Published on: March 21, 2023
Mario Molina
Mario Molina
Why in news? Google Doodle celebrates the 80th birthday of Dr. Mario Molina, a Mexican chemist who successfully convinced governments to come together to save the planet’s ozone layer.
Highlights:
- Molina was born on 19 March in 1943 in Mexico City.
- As a child, he was so passionate about science that he turned his bathroom into a makeshift laboratory
What are his contributions?
- In the early 1970s, Dr Molina began researching how synthetic chemicals impact Earth’s atmosphere.
- He was one of the first to discover that chlorofluorocarbons were breaking down the ozone and causing ultraviolet radiation to reach the Earth’s surface.
- He and his co-researchers published their findings in the Nature journal, which won them the Nobel Prize in Chemistry in 1995.
- The groundbreaking research became the foundation of the Montreal Protocol, an international treaty that successfully banned the production of nearly 100 ozone-depleting chemicals.
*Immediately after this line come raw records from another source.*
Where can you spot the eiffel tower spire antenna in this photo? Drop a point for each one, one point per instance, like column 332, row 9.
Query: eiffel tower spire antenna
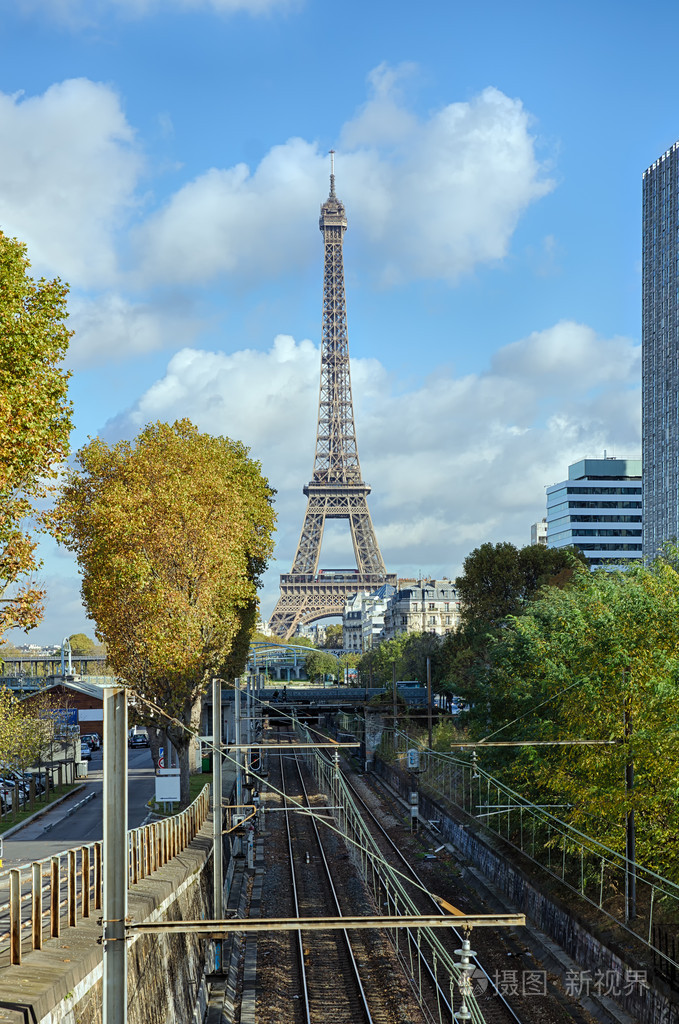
column 332, row 174
column 336, row 489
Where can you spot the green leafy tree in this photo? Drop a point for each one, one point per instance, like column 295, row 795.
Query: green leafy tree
column 499, row 579
column 377, row 665
column 334, row 636
column 582, row 663
column 82, row 645
column 35, row 422
column 172, row 532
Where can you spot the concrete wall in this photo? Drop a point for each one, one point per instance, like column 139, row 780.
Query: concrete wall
column 61, row 983
column 655, row 1005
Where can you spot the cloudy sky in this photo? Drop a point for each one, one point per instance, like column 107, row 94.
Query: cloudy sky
column 168, row 158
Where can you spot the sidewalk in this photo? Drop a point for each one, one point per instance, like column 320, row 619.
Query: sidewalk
column 33, row 826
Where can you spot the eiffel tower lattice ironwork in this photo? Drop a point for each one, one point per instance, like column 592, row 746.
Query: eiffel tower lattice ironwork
column 336, row 489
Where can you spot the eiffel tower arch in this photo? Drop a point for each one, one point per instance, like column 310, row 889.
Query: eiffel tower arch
column 336, row 489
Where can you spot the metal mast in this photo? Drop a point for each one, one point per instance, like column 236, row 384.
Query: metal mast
column 336, row 489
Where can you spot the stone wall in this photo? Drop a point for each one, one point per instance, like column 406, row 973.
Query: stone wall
column 61, row 983
column 656, row 1004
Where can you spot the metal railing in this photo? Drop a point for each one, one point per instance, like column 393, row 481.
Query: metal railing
column 599, row 875
column 40, row 894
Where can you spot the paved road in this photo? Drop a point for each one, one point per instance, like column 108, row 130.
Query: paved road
column 86, row 825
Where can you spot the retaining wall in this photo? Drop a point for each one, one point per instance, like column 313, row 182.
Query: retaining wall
column 656, row 1004
column 61, row 983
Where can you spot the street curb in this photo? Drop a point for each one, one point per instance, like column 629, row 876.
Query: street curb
column 39, row 814
column 72, row 810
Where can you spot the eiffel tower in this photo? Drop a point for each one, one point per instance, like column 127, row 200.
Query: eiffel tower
column 336, row 489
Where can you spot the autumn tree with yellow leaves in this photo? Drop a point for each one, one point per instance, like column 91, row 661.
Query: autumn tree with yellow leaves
column 172, row 532
column 35, row 422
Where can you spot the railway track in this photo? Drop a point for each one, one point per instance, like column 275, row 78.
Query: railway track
column 341, row 977
column 496, row 950
column 495, row 1007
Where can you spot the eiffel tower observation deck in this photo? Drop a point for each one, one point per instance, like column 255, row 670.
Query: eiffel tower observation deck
column 336, row 489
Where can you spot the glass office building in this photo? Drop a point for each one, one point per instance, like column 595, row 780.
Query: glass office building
column 598, row 510
column 660, row 338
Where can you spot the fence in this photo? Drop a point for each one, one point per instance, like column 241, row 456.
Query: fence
column 601, row 876
column 79, row 889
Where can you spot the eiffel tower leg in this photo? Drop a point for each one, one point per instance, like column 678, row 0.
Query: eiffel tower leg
column 287, row 614
column 310, row 539
column 366, row 548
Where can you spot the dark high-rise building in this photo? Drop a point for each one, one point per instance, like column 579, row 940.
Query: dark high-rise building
column 660, row 335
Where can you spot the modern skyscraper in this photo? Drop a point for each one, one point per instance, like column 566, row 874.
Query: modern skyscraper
column 660, row 336
column 598, row 510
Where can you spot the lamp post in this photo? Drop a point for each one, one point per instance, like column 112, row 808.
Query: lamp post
column 66, row 642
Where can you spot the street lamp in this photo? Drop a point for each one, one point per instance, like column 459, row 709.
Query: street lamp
column 66, row 642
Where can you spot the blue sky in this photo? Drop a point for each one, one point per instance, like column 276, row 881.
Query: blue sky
column 168, row 158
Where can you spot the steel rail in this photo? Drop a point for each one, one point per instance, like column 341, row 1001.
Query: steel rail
column 411, row 870
column 351, row 814
column 338, row 908
column 300, row 945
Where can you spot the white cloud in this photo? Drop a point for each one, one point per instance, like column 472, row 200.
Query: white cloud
column 430, row 197
column 82, row 13
column 237, row 222
column 69, row 170
column 110, row 328
column 452, row 463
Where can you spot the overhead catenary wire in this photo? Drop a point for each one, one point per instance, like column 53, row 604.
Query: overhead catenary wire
column 193, row 732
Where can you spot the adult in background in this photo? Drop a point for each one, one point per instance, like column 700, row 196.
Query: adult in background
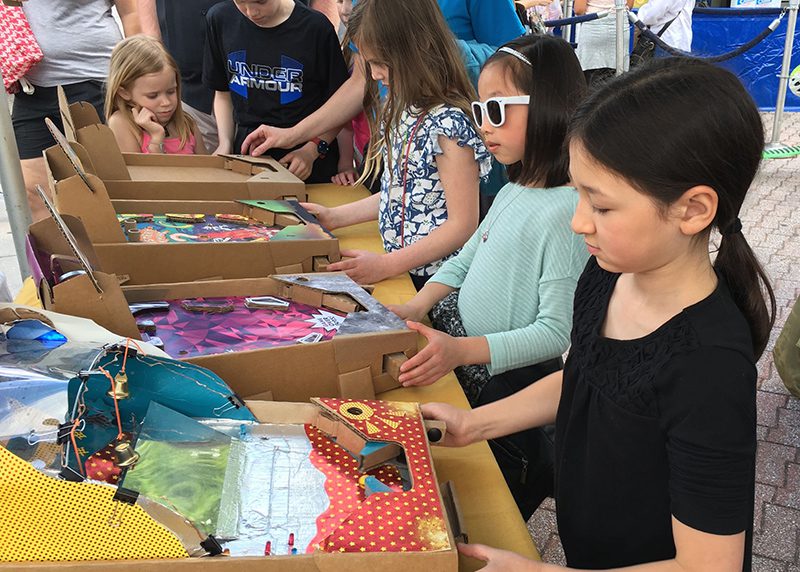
column 675, row 16
column 76, row 37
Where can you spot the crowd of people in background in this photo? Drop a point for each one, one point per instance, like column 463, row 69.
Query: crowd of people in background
column 511, row 181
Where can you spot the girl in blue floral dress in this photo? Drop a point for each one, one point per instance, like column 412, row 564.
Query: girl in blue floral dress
column 422, row 133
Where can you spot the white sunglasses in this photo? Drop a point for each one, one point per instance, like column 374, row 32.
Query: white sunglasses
column 494, row 109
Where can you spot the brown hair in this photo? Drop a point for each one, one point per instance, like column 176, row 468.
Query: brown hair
column 413, row 40
column 131, row 59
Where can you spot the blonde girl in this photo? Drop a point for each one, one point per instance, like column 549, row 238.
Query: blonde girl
column 143, row 101
column 422, row 133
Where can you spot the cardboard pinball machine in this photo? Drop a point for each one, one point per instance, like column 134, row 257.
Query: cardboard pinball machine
column 245, row 234
column 171, row 177
column 323, row 325
column 112, row 459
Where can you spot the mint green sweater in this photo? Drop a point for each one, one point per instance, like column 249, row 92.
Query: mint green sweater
column 516, row 288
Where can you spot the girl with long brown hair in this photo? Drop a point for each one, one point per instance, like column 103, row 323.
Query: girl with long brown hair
column 432, row 154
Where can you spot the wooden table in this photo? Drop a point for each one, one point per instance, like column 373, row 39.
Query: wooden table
column 489, row 511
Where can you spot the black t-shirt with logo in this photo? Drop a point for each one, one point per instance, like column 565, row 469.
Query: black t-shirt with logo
column 276, row 76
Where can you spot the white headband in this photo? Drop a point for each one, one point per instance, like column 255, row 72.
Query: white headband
column 516, row 54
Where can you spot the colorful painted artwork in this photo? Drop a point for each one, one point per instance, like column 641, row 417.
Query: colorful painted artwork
column 160, row 229
column 198, row 327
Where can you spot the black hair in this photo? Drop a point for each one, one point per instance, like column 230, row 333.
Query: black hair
column 677, row 123
column 556, row 84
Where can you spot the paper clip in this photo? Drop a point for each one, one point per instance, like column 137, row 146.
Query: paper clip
column 266, row 302
column 61, row 432
column 234, row 402
column 127, row 498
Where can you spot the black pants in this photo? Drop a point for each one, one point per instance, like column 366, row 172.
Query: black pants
column 525, row 458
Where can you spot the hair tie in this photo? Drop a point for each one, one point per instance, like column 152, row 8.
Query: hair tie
column 516, row 54
column 733, row 228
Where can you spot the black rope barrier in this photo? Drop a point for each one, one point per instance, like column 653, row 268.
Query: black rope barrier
column 647, row 33
column 574, row 20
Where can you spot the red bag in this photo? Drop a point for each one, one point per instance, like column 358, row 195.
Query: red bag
column 19, row 50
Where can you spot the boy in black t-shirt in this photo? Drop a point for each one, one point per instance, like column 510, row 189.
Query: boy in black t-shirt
column 274, row 62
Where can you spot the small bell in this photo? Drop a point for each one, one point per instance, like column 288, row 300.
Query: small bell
column 120, row 390
column 126, row 455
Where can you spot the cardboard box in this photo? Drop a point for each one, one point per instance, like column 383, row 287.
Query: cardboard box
column 443, row 559
column 179, row 177
column 84, row 196
column 360, row 364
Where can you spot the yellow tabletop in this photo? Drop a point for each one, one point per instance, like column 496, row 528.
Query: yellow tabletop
column 489, row 511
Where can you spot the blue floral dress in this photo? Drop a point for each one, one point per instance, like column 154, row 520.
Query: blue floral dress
column 410, row 214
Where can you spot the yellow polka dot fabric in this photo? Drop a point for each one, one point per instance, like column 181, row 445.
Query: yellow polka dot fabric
column 48, row 520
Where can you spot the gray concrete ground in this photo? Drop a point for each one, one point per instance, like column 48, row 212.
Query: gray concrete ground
column 771, row 220
column 771, row 223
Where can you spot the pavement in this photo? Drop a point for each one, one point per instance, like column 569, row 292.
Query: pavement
column 771, row 223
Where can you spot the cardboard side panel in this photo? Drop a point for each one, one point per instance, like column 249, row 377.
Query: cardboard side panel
column 91, row 206
column 291, row 373
column 160, row 263
column 102, row 147
column 77, row 297
column 178, row 206
column 445, row 561
column 359, row 351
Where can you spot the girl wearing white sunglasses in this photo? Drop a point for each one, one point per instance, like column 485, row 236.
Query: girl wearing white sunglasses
column 504, row 304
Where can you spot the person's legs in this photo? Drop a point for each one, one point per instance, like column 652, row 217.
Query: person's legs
column 525, row 458
column 33, row 137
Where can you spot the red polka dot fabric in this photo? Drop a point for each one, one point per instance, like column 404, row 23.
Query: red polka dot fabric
column 397, row 521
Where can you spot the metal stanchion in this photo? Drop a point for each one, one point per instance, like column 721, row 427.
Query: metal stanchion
column 14, row 195
column 775, row 149
column 620, row 8
column 567, row 30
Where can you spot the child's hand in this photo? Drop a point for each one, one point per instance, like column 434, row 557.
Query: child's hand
column 498, row 560
column 459, row 432
column 434, row 361
column 325, row 216
column 301, row 161
column 147, row 120
column 408, row 311
column 363, row 266
column 265, row 138
column 345, row 178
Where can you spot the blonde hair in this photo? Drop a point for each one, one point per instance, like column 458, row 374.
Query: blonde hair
column 413, row 40
column 131, row 59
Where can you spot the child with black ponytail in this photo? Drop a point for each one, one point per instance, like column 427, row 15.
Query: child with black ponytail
column 655, row 409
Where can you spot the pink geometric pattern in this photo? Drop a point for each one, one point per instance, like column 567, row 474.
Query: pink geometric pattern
column 192, row 334
column 19, row 51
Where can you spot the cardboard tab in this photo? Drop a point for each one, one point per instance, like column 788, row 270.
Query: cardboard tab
column 453, row 512
column 356, row 385
column 392, row 363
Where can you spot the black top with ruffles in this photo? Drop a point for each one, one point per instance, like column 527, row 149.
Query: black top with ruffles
column 655, row 427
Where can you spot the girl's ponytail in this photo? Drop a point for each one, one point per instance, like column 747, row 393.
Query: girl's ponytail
column 748, row 284
column 666, row 128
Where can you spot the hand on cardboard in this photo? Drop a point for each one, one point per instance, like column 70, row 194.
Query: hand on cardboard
column 345, row 178
column 408, row 311
column 265, row 138
column 148, row 121
column 434, row 361
column 300, row 162
column 326, row 216
column 499, row 560
column 458, row 432
column 363, row 266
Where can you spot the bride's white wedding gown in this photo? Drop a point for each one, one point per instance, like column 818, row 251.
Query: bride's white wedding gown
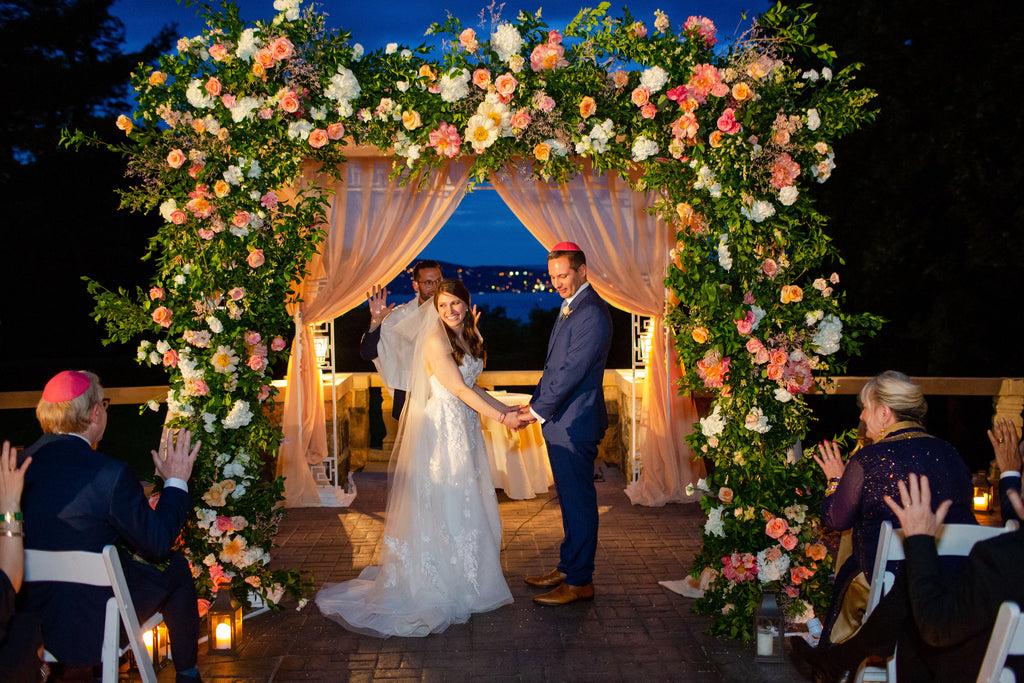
column 439, row 558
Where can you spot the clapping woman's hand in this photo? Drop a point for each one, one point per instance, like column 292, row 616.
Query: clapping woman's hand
column 830, row 460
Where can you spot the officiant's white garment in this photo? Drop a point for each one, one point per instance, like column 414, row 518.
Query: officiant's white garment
column 439, row 558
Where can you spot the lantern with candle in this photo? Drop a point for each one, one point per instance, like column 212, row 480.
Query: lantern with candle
column 768, row 627
column 225, row 624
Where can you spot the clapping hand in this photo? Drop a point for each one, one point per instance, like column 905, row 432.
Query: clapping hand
column 1007, row 445
column 830, row 461
column 379, row 308
column 11, row 478
column 175, row 460
column 915, row 514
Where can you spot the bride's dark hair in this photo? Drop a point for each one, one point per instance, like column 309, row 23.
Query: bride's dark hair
column 471, row 337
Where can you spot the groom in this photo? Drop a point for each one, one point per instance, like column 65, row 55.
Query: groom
column 569, row 403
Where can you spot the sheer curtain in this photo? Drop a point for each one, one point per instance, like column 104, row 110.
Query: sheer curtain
column 627, row 258
column 376, row 228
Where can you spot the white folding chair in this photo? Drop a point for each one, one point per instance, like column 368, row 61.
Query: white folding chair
column 952, row 540
column 1008, row 638
column 75, row 566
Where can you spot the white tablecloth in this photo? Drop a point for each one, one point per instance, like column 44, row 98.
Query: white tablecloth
column 518, row 460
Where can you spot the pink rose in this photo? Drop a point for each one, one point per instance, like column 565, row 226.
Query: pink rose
column 162, row 316
column 176, row 159
column 317, row 138
column 776, row 526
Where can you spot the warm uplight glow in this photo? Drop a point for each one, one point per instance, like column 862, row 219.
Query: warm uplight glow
column 223, row 636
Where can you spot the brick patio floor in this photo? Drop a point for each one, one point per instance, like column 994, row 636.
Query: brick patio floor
column 634, row 630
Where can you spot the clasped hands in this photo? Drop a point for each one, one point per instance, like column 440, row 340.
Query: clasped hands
column 518, row 417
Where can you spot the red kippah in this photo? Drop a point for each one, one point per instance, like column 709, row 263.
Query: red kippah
column 65, row 386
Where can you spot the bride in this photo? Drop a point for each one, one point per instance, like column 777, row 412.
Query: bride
column 439, row 556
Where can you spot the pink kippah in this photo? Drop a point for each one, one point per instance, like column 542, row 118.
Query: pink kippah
column 65, row 386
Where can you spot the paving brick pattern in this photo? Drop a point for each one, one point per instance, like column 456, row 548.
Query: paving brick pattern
column 634, row 630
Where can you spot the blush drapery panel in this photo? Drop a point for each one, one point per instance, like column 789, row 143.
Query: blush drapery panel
column 627, row 259
column 375, row 228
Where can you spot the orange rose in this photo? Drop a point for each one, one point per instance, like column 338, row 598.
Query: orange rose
column 792, row 293
column 816, row 551
column 776, row 526
column 587, row 107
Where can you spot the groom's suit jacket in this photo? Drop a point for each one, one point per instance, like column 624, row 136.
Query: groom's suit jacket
column 78, row 499
column 570, row 395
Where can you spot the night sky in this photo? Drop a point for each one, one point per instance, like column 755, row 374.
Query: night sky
column 482, row 230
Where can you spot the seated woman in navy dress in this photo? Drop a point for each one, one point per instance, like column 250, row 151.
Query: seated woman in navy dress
column 893, row 410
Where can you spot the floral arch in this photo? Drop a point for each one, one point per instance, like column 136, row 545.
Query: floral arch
column 726, row 145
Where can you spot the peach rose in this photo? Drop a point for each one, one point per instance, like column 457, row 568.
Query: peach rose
column 162, row 316
column 411, row 120
column 776, row 526
column 791, row 293
column 255, row 258
column 317, row 138
column 587, row 107
column 175, row 159
column 816, row 551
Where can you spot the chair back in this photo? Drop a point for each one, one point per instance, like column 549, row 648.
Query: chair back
column 952, row 540
column 1007, row 638
column 76, row 566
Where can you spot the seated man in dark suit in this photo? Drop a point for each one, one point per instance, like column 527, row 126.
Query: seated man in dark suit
column 77, row 499
column 941, row 623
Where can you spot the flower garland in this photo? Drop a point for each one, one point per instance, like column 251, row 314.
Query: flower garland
column 728, row 142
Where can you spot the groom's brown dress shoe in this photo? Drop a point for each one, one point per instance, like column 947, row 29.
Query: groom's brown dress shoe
column 565, row 594
column 550, row 580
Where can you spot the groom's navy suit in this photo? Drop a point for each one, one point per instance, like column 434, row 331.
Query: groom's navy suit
column 78, row 499
column 570, row 399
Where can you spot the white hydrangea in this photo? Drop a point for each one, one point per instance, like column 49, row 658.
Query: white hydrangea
column 772, row 570
column 758, row 211
column 198, row 96
column 813, row 120
column 506, row 41
column 653, row 79
column 240, row 416
column 248, row 47
column 455, row 85
column 643, row 148
column 714, row 424
column 714, row 525
column 787, row 195
column 829, row 333
column 724, row 257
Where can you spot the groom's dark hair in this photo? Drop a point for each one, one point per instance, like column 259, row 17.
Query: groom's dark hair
column 577, row 258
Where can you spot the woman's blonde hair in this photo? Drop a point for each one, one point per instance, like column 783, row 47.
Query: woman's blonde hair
column 895, row 389
column 70, row 417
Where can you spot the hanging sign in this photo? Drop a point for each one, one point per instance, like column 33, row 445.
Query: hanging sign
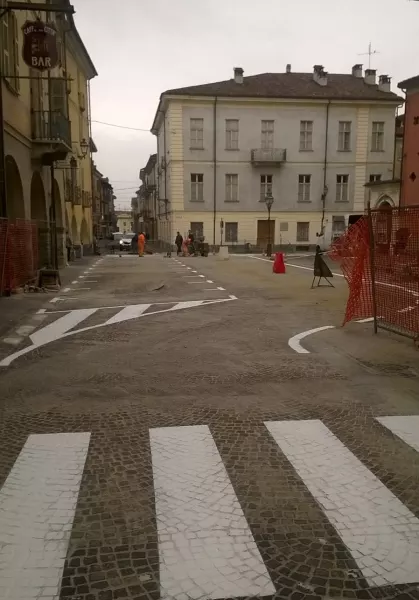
column 40, row 50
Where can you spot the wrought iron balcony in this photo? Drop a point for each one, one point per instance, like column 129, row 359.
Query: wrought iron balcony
column 268, row 156
column 51, row 131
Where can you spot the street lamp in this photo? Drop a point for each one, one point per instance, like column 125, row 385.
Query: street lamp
column 269, row 201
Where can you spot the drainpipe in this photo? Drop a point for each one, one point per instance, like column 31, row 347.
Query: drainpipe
column 3, row 188
column 403, row 147
column 215, row 170
column 325, row 189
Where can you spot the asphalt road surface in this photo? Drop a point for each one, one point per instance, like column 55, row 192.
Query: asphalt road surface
column 161, row 438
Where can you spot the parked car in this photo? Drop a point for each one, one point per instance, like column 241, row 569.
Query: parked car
column 125, row 241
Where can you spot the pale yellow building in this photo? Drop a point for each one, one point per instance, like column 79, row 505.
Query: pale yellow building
column 309, row 140
column 47, row 121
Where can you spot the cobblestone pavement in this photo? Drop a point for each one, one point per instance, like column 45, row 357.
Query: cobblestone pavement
column 178, row 448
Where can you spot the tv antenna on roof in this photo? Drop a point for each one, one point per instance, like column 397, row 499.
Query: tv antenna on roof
column 370, row 53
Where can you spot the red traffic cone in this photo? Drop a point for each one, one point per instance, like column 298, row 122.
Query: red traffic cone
column 279, row 265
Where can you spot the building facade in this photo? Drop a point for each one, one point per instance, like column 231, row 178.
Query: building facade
column 152, row 217
column 409, row 193
column 311, row 140
column 46, row 122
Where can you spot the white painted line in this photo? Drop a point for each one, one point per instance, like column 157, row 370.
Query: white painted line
column 12, row 341
column 294, row 342
column 37, row 507
column 55, row 300
column 405, row 427
column 380, row 532
column 56, row 329
column 200, row 523
column 25, row 330
column 129, row 312
column 61, row 328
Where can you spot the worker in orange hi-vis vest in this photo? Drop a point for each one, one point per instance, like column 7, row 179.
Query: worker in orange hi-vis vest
column 141, row 243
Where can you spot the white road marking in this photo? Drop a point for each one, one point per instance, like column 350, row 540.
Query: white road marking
column 25, row 330
column 294, row 342
column 55, row 300
column 127, row 313
column 206, row 548
column 12, row 341
column 61, row 328
column 380, row 532
column 37, row 507
column 405, row 427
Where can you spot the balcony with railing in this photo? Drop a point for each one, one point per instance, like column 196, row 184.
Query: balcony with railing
column 51, row 134
column 268, row 156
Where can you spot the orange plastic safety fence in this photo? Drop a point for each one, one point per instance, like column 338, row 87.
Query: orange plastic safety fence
column 18, row 253
column 395, row 264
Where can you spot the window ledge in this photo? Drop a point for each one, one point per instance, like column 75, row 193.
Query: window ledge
column 11, row 89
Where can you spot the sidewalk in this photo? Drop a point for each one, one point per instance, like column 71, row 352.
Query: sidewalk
column 15, row 309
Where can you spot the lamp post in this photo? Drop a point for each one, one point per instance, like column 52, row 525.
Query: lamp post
column 269, row 201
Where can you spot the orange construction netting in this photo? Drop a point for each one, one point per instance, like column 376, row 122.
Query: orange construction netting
column 393, row 268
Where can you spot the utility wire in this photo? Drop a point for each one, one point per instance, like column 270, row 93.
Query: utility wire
column 121, row 126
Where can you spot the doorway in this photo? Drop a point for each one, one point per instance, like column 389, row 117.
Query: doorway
column 263, row 237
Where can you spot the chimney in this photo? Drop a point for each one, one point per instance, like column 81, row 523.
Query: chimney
column 357, row 71
column 370, row 76
column 384, row 83
column 320, row 75
column 238, row 74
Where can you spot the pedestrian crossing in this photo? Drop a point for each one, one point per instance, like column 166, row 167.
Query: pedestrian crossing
column 208, row 546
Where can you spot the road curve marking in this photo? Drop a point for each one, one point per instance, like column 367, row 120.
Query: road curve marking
column 294, row 342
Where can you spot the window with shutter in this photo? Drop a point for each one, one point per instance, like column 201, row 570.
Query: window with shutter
column 5, row 46
column 58, row 96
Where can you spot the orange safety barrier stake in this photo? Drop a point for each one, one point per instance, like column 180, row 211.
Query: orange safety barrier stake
column 279, row 265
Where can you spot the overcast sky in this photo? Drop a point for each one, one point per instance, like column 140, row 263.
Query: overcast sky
column 141, row 48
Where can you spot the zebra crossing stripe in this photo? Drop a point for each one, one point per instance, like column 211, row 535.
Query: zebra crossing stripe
column 405, row 427
column 380, row 532
column 37, row 507
column 206, row 547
- Montreal protocol, an international alliance is considered one of the most impactful environmental treaties ever made a precedent that shows governments can work together effectively to tackle climate change.
- In 2013, President Barack Obama also awarded Dr Molina the Presidential Medal of Freedom, the highest civilian honour in the US.
About Montreal Protocol
- The Montreal Protocol is an international treaty designed to protect the ozone layer by phasing out the production of numerous substances that are responsible for ozone depletion.
- Regulates the consumption and production of nearly 100 man-made chemicals, or ‘ozone-depleting substances’ (ODS).
- It was agreed on 16 September 1987, and entered into force on 1 January 1989
- This treaty has proven to be innovative and successful, and is the first treaty to achieve universal ratification by all countries in the world.